Now, Paramount has placed Abi Morgan in charge of script duties, who will look to bring Laura Ingalls Wilder’s classic book series to moviegoers at long last.
Here’s the official synopsis of Wilder’s novel, which she loosely based on her own family experience growing up in the American Midwest.
The adventures continue for Laura Ingalls and her family as they leave their little house in the Big Woods of Wisconsin and set out for Kansas. They travel for many days in their covered wagon until they find the best spot to build their little house on the prairie. Soon they are planting and plowing, hunting wild ducks and turkeys, and gathering grass for their cows.
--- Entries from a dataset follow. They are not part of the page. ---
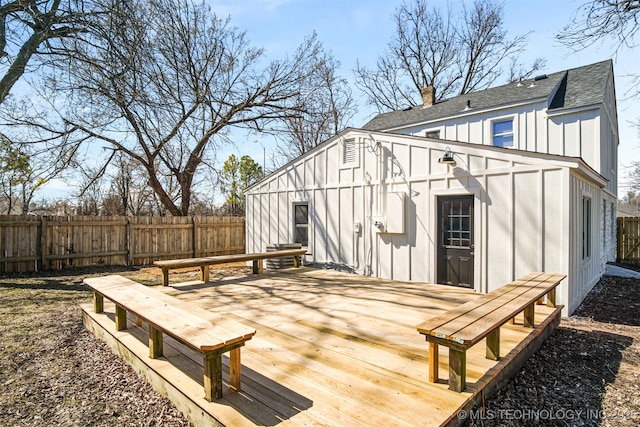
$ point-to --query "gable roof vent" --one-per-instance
(348, 151)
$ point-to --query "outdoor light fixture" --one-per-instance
(447, 159)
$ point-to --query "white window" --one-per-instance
(502, 133)
(586, 228)
(349, 152)
(435, 134)
(301, 223)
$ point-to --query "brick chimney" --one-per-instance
(428, 96)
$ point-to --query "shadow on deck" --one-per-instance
(330, 349)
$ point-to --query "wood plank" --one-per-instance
(431, 325)
(484, 313)
(324, 356)
(222, 259)
(174, 321)
(474, 332)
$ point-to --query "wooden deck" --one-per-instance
(330, 349)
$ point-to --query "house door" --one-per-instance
(455, 241)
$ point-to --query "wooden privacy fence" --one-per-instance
(34, 243)
(629, 240)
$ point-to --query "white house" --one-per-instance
(472, 191)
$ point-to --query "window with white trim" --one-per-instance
(435, 134)
(301, 223)
(502, 133)
(586, 228)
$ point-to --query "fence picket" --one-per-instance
(33, 243)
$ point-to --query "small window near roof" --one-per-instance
(435, 134)
(503, 133)
(349, 152)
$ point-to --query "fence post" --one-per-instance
(43, 242)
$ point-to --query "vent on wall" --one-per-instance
(349, 151)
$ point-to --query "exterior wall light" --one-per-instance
(447, 159)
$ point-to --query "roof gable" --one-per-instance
(573, 88)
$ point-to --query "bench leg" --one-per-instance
(155, 342)
(121, 318)
(204, 273)
(433, 362)
(257, 266)
(457, 370)
(551, 298)
(493, 345)
(234, 368)
(212, 376)
(529, 316)
(98, 303)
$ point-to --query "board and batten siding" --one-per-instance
(588, 133)
(524, 210)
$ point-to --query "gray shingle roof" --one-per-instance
(576, 87)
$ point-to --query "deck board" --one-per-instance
(335, 349)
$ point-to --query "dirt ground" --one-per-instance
(53, 372)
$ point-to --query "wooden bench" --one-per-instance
(210, 339)
(464, 326)
(205, 262)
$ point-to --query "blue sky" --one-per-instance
(360, 30)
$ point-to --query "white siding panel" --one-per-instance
(418, 226)
(554, 195)
(333, 164)
(527, 223)
(333, 227)
(476, 163)
(320, 173)
(358, 238)
(309, 173)
(346, 226)
(274, 225)
(499, 250)
(556, 135)
(319, 215)
(476, 133)
(419, 158)
(249, 227)
(284, 219)
(264, 223)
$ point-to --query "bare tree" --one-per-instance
(163, 81)
(328, 106)
(454, 54)
(599, 20)
(24, 169)
(128, 193)
(33, 28)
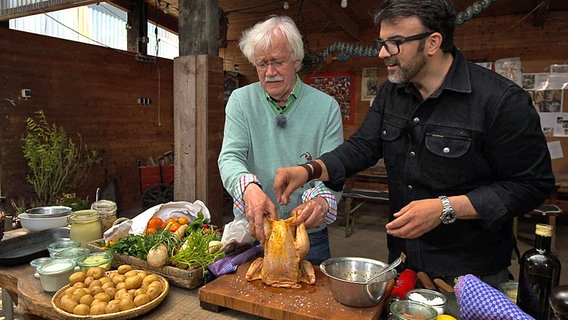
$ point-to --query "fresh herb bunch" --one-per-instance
(196, 253)
(139, 245)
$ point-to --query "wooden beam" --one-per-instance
(198, 27)
(541, 13)
(336, 15)
(198, 126)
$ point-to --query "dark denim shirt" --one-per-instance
(478, 135)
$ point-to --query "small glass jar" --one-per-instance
(408, 309)
(107, 211)
(432, 298)
(85, 226)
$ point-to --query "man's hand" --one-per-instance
(258, 205)
(415, 219)
(311, 213)
(287, 181)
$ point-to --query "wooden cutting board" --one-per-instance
(308, 302)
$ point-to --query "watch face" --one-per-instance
(448, 218)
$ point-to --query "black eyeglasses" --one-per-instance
(393, 45)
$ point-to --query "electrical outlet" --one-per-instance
(144, 101)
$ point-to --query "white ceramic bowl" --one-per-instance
(38, 224)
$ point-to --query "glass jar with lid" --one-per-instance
(85, 226)
(107, 211)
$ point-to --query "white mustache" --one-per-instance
(273, 79)
(390, 60)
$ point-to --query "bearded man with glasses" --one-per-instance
(463, 149)
(279, 121)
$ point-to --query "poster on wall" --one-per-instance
(369, 84)
(337, 85)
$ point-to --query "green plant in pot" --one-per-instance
(57, 163)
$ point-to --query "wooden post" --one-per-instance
(199, 107)
(198, 131)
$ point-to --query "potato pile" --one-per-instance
(96, 292)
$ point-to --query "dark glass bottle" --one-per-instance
(539, 273)
(559, 302)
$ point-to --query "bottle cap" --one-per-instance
(544, 230)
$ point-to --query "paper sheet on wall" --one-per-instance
(555, 149)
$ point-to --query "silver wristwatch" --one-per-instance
(448, 214)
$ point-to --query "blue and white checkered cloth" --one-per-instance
(479, 301)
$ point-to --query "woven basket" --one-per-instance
(189, 279)
(2, 223)
(122, 315)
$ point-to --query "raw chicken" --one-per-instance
(284, 251)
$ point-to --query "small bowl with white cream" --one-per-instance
(432, 298)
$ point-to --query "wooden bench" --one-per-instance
(352, 196)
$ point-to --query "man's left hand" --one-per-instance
(311, 213)
(415, 219)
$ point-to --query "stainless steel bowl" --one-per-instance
(48, 212)
(349, 276)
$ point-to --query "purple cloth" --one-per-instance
(478, 300)
(229, 264)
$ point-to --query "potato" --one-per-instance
(108, 285)
(113, 306)
(87, 281)
(149, 279)
(158, 284)
(81, 309)
(153, 292)
(126, 304)
(87, 299)
(118, 278)
(95, 283)
(133, 282)
(141, 299)
(131, 273)
(139, 291)
(69, 291)
(78, 276)
(105, 279)
(98, 308)
(103, 296)
(78, 293)
(111, 291)
(67, 303)
(120, 285)
(97, 289)
(96, 272)
(124, 268)
(121, 293)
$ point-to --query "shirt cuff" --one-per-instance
(321, 191)
(238, 201)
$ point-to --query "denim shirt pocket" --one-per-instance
(392, 135)
(447, 146)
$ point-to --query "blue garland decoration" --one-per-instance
(348, 49)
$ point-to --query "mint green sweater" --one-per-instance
(253, 144)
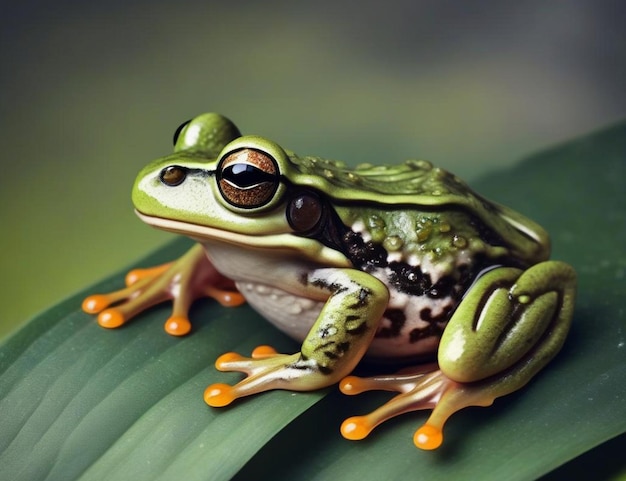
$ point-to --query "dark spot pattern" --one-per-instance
(366, 256)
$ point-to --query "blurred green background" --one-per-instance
(91, 91)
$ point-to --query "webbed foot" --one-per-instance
(422, 387)
(183, 281)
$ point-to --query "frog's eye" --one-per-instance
(180, 129)
(248, 178)
(173, 175)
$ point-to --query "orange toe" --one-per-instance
(219, 395)
(111, 318)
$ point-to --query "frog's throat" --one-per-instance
(286, 241)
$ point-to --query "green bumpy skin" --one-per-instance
(394, 263)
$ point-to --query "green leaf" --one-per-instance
(81, 402)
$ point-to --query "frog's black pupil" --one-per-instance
(179, 130)
(245, 176)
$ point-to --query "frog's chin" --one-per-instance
(285, 241)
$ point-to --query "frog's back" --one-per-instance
(418, 185)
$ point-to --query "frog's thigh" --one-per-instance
(511, 322)
(348, 321)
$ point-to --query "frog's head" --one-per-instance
(219, 185)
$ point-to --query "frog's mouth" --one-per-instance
(287, 241)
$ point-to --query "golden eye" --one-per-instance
(248, 178)
(173, 175)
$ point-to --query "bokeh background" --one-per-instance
(91, 91)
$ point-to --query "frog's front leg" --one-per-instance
(509, 325)
(183, 281)
(334, 345)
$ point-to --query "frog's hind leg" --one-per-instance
(508, 327)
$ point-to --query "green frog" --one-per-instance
(394, 263)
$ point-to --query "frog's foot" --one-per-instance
(183, 281)
(423, 387)
(266, 370)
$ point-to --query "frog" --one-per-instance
(403, 266)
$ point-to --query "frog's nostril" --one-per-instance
(173, 175)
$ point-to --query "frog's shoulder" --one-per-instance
(420, 185)
(414, 182)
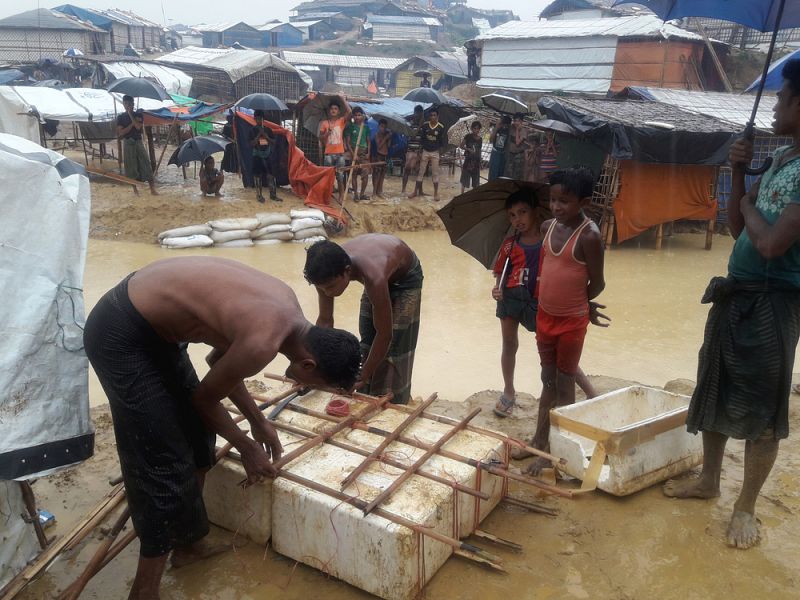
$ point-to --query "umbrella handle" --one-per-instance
(749, 134)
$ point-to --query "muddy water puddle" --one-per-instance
(641, 547)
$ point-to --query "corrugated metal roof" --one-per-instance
(44, 18)
(340, 60)
(645, 26)
(391, 20)
(733, 108)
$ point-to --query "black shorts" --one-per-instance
(518, 304)
(161, 440)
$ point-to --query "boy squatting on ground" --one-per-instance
(571, 276)
(357, 144)
(517, 271)
(211, 178)
(744, 371)
(165, 420)
(390, 306)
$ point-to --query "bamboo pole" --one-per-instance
(385, 443)
(434, 448)
(449, 421)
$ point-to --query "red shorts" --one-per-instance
(560, 340)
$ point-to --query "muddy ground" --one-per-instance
(599, 546)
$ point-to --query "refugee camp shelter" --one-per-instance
(124, 27)
(228, 34)
(227, 74)
(40, 34)
(657, 163)
(379, 27)
(343, 70)
(447, 69)
(277, 35)
(594, 56)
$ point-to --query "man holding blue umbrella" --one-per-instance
(745, 364)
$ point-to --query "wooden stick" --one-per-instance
(359, 503)
(387, 493)
(30, 504)
(74, 590)
(385, 443)
(391, 462)
(449, 421)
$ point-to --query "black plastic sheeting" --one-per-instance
(642, 143)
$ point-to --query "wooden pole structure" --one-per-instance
(385, 443)
(448, 421)
(434, 448)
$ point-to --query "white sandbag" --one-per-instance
(188, 241)
(185, 231)
(305, 223)
(256, 233)
(235, 244)
(304, 234)
(233, 224)
(310, 241)
(265, 219)
(278, 235)
(313, 213)
(228, 236)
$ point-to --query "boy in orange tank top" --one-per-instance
(570, 277)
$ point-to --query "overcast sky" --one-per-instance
(192, 12)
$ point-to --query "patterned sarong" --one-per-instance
(744, 373)
(394, 373)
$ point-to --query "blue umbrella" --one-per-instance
(763, 15)
(774, 77)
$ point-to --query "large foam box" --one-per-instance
(625, 440)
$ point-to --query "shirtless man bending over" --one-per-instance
(165, 419)
(389, 318)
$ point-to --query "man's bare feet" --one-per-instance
(742, 530)
(186, 555)
(694, 487)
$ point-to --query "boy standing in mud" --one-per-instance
(390, 306)
(571, 277)
(745, 366)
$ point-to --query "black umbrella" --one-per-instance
(198, 148)
(477, 221)
(139, 87)
(428, 95)
(265, 102)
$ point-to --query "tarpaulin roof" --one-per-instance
(172, 80)
(644, 26)
(236, 63)
(341, 60)
(734, 108)
(644, 131)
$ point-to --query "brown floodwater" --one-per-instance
(641, 547)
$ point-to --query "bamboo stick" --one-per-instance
(391, 462)
(434, 448)
(380, 512)
(385, 443)
(450, 421)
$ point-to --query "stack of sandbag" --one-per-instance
(307, 225)
(273, 228)
(233, 233)
(191, 236)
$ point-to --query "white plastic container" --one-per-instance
(625, 440)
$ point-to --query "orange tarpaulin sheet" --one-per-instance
(651, 194)
(308, 180)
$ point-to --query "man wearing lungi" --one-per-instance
(390, 305)
(165, 419)
(745, 365)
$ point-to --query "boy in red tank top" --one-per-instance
(570, 277)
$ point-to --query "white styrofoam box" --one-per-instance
(643, 433)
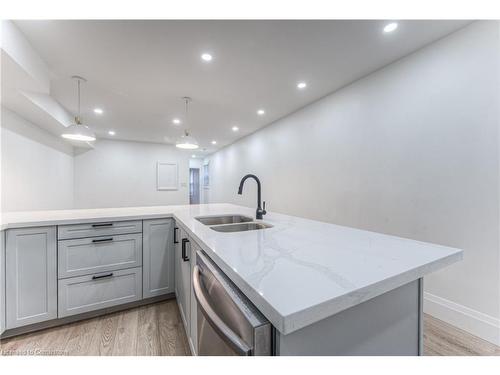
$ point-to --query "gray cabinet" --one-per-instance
(158, 257)
(31, 276)
(183, 278)
(193, 335)
(108, 228)
(93, 292)
(86, 256)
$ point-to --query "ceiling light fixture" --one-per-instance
(78, 131)
(390, 27)
(206, 57)
(186, 141)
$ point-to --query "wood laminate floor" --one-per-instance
(154, 329)
(157, 330)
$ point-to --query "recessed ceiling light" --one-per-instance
(390, 27)
(206, 57)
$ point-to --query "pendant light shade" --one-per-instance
(186, 141)
(78, 131)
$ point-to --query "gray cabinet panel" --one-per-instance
(31, 276)
(183, 281)
(158, 256)
(99, 254)
(108, 228)
(193, 338)
(86, 293)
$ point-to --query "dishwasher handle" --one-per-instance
(226, 333)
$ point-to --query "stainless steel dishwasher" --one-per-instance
(228, 323)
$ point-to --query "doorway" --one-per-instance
(194, 185)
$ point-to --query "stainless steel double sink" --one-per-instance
(232, 223)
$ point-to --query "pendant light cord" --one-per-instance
(78, 82)
(186, 131)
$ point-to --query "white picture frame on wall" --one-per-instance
(167, 176)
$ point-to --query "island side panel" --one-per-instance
(389, 324)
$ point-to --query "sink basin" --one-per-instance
(223, 219)
(243, 227)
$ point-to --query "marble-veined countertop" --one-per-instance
(298, 272)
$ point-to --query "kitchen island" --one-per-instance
(326, 289)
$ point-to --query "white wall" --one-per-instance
(37, 167)
(198, 163)
(411, 150)
(120, 174)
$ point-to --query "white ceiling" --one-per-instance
(137, 71)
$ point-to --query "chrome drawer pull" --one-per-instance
(102, 276)
(102, 225)
(103, 240)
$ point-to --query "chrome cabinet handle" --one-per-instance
(185, 258)
(102, 225)
(98, 240)
(102, 276)
(226, 333)
(175, 235)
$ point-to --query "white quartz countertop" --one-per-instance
(299, 271)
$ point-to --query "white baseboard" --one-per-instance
(472, 321)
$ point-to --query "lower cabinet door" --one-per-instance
(158, 257)
(184, 281)
(193, 337)
(31, 276)
(87, 293)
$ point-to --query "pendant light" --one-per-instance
(186, 141)
(78, 131)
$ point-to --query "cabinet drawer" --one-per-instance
(107, 228)
(86, 256)
(87, 293)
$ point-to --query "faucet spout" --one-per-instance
(260, 211)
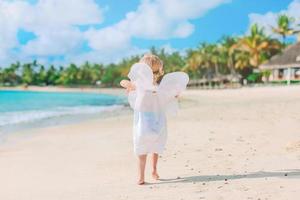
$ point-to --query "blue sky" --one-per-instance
(57, 32)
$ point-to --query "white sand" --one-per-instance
(250, 137)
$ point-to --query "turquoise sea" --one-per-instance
(19, 107)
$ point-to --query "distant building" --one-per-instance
(286, 65)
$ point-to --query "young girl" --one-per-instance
(149, 100)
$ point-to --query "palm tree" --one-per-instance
(284, 27)
(258, 46)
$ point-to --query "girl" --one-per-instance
(149, 129)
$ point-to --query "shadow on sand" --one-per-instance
(293, 173)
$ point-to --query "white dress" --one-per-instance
(151, 104)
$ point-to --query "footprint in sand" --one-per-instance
(293, 146)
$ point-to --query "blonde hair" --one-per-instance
(156, 64)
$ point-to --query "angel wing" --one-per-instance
(141, 75)
(172, 85)
(148, 99)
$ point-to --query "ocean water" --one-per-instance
(19, 107)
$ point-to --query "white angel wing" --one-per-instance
(146, 99)
(172, 85)
(142, 98)
(141, 75)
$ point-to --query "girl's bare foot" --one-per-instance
(155, 175)
(141, 182)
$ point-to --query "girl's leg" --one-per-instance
(154, 166)
(142, 164)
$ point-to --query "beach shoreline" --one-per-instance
(224, 144)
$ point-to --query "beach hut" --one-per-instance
(285, 66)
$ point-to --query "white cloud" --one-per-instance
(153, 19)
(269, 19)
(52, 21)
(55, 22)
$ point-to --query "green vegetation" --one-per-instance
(230, 56)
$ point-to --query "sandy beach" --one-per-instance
(224, 144)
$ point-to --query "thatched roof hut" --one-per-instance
(285, 66)
(290, 57)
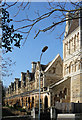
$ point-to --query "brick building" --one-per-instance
(61, 80)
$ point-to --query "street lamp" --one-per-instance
(43, 50)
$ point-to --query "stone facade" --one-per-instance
(60, 80)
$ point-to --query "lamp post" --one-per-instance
(43, 50)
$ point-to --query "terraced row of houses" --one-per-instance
(61, 80)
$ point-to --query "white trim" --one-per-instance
(59, 82)
(52, 62)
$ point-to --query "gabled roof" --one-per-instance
(73, 26)
(51, 63)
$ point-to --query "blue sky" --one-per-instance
(32, 48)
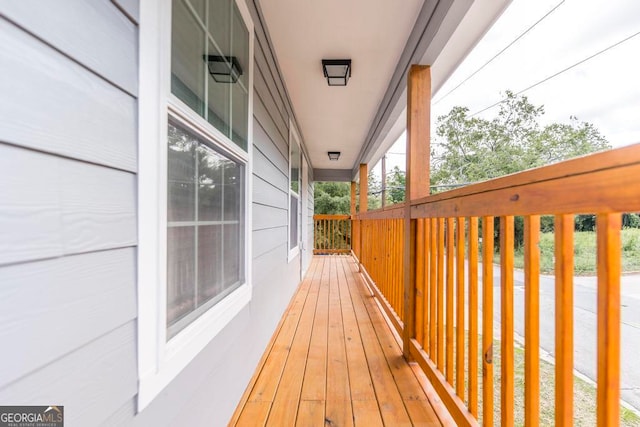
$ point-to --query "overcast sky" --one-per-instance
(604, 90)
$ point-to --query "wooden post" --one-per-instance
(384, 181)
(417, 184)
(364, 189)
(355, 224)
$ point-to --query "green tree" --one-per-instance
(332, 198)
(471, 149)
(396, 181)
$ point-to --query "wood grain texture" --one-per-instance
(94, 380)
(440, 295)
(564, 319)
(609, 269)
(506, 322)
(268, 217)
(53, 206)
(364, 204)
(266, 170)
(610, 190)
(265, 193)
(473, 316)
(30, 206)
(433, 287)
(368, 382)
(52, 104)
(450, 315)
(77, 28)
(269, 145)
(278, 135)
(487, 320)
(460, 304)
(532, 320)
(420, 281)
(610, 159)
(98, 207)
(40, 297)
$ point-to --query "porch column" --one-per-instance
(364, 189)
(355, 224)
(417, 185)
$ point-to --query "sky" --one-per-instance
(604, 90)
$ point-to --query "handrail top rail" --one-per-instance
(331, 216)
(615, 158)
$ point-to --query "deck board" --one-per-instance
(334, 360)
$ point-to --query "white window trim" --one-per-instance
(159, 361)
(295, 251)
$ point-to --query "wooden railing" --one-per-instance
(332, 234)
(439, 309)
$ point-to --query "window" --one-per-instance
(294, 194)
(205, 227)
(194, 158)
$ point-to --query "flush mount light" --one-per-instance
(337, 71)
(223, 69)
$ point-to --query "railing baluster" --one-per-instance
(419, 315)
(506, 290)
(608, 236)
(440, 260)
(460, 307)
(487, 320)
(433, 280)
(564, 319)
(531, 320)
(473, 314)
(427, 284)
(449, 300)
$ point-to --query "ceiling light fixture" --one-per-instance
(333, 155)
(336, 71)
(223, 69)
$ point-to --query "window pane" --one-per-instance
(187, 57)
(293, 222)
(233, 190)
(181, 171)
(295, 166)
(180, 273)
(209, 262)
(233, 255)
(219, 98)
(240, 98)
(210, 189)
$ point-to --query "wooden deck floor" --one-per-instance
(334, 361)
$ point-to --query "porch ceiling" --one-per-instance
(382, 38)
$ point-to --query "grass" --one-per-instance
(584, 404)
(585, 252)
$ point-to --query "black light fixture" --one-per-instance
(223, 69)
(337, 71)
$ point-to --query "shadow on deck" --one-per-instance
(335, 361)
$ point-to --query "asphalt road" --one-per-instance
(585, 325)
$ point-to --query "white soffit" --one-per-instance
(453, 42)
(372, 33)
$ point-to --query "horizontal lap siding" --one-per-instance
(68, 144)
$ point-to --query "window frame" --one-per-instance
(159, 360)
(295, 251)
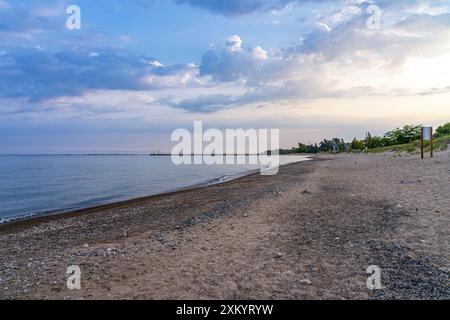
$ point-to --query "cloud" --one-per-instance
(233, 61)
(39, 74)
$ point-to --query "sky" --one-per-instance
(138, 69)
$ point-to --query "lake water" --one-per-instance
(42, 184)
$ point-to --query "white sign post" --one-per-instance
(426, 134)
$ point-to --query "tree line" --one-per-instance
(398, 136)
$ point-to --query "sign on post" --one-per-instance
(426, 134)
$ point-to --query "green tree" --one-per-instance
(403, 135)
Sometimes pioneer life is hard, but Laura and her folks are always busy and happy in their new little house.
Wilder’s nine-book saga was first printed in 1932, and grew to prominence thanks to a long-running TV series of the same name that aired on NBC from 1974 to 1984. Little House on the Prairie has since remained relevant via an ABC miniseries in 2005 and a musical three years later, but can Paramount’s high-profile revival prove that Wilder’s nuclear family can still attract an audience?